A simplicidade das crianças

Logo após escrever sobre o Reino de Deus e a condição para nele entrar dada por Jesus de que devemos ser como crianças presenciei uma cena de uma pequenina que me fez concluir que o Senhor estava certíssimo na comparação que fez.

Aqui em Roma celebro a Santa Missa todos os domingos num hospital.

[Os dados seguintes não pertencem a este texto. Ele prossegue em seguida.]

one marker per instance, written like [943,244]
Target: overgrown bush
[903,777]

São assíduos freqüentadores um jovem casal e seus dois filhos pequenos, um de colo e Sara Maria, que tem dois ou três anos, e que silenciosamente perambula durante a celebração por todos os cantos da Capela.

Os que freqüentam esta Missa costumam se ajoelhar depois da bênção final e ficar alguns minutos em ação de graças pela comunhão recebida. Num destes domingos vi que Sara me olhava muito. Chamei-a e, tirando uma bala do bolso da batina, fiz a alegria da pequenina que correu alegre para mostrar o “presente” ao pai. Os pais logo lhe disseram: “Agradeça ao Padre”. E a “bambina” voltou, parou na minha frente, olhou-me por uns segundos e presenteou-me com o papel da bala. Entendi que era a sua maneira de agradecer. Estes pais exemplares ensinam muito bem a filha. Todos os domingos antes de irem embora dizem a ela: “Saúde a Jesus, Sara”. E ela manda um beijo ao sacrário. No “domingo da bala” os pais disseram a mesma coisa àquela menina. Ela rapidamente preparou o beijo em sua mãozinha mas, em vez de dirigi-lo ao sacrário, mandou-o para mim. Todos os que estávamos
na capela sorrimos.

Eis um pequeno episódio para ilustrar a simplicidade própria das crianças, mas que deve ser também a nossa. Nosso relacionamento com o Senhor necessariamente deve ser o de pequenos, pequenos filhos que confiam, que esperam, que amam, que sabem ser agradecidos.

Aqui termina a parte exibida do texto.